Иероглифы Сихотэ-Алиня - Мелентьев Виталий Григорьевич - Страница 1
- 1/30
- Следующая
Виталий Мелентьев
ИЕРОГЛИФЫ СИХОТЕ-АЛИНЯ
Последние шаги
Лошадь грудью раздвигала кустарник и подлесок. Из-под ее дрожащих от напряжения ног лениво взлетали жирные, непуганые фазаны. Подергивая острыми хвостами, они опускались в жесткую, одеревенелую траву и, моргая белыми веками, искоса рассматривали потную рыжую лошадь, армейскую двуколку и подталкивающих ее усталых солдат.

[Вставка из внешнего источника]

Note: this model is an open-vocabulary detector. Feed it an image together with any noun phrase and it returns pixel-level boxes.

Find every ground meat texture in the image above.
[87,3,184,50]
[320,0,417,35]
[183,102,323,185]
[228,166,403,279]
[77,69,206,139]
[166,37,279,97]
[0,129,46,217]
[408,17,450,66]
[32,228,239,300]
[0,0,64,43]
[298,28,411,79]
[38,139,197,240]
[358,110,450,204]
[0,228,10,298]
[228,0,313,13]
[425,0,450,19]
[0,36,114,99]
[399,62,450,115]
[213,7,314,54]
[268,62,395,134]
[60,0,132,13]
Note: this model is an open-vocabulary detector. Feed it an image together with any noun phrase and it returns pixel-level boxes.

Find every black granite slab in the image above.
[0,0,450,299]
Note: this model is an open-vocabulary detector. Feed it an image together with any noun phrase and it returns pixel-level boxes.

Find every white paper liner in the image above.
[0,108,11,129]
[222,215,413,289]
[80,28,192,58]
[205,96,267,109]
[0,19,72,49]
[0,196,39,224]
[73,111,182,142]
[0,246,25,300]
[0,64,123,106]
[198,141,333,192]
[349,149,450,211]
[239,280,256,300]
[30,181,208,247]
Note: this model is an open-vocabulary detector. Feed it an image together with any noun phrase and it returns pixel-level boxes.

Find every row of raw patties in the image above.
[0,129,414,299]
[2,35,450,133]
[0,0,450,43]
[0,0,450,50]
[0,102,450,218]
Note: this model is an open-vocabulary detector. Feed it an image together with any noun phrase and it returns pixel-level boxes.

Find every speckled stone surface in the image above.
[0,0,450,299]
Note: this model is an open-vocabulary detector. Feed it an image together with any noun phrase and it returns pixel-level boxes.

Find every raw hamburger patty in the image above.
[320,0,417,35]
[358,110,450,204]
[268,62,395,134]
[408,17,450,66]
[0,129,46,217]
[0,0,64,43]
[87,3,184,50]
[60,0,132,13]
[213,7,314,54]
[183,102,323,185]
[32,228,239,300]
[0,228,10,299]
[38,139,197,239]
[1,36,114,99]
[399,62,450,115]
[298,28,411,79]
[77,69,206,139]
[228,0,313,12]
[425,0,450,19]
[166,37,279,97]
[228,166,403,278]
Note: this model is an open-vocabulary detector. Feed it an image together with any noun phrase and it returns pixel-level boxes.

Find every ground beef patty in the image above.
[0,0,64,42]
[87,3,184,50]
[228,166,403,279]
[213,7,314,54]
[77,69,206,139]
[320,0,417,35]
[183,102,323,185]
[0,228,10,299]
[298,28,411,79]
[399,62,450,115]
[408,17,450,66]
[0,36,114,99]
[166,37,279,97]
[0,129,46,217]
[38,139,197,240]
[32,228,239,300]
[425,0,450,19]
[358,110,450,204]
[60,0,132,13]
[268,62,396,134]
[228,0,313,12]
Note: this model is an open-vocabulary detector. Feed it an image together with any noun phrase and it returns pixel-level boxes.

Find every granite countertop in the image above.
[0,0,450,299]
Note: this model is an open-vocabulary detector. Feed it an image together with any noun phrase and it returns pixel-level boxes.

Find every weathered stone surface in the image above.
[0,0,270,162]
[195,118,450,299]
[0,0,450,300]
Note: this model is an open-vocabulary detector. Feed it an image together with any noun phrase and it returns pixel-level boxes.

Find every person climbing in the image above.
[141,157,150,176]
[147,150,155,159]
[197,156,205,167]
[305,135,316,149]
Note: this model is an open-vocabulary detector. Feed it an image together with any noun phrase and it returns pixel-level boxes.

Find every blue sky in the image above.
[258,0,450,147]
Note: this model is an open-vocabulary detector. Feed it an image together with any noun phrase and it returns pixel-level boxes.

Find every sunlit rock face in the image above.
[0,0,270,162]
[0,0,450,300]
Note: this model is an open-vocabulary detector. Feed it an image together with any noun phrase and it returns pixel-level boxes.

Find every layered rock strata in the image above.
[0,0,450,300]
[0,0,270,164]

На гравийной вершине перевала двуколка остановилась. Рядовой Александр Губкин, невысокий розовощекий паренек, вытер пот с чистого лба и, оглядываясь по сторонам, улыбнулся. Ему нравилось и светло-голубое, будто выцветшее на солнце, высокое небо, и соседние сопки в зарослях по-осеннему яркого разнолесья, и остроголовые вершины главного хребта Сихотэ-Алиня. Все было величаво-огромно и просторно. Саша глубоко вздохнул и подумал, что воздух в горах так чист и вкусен, что дышать им сущее наслаждение.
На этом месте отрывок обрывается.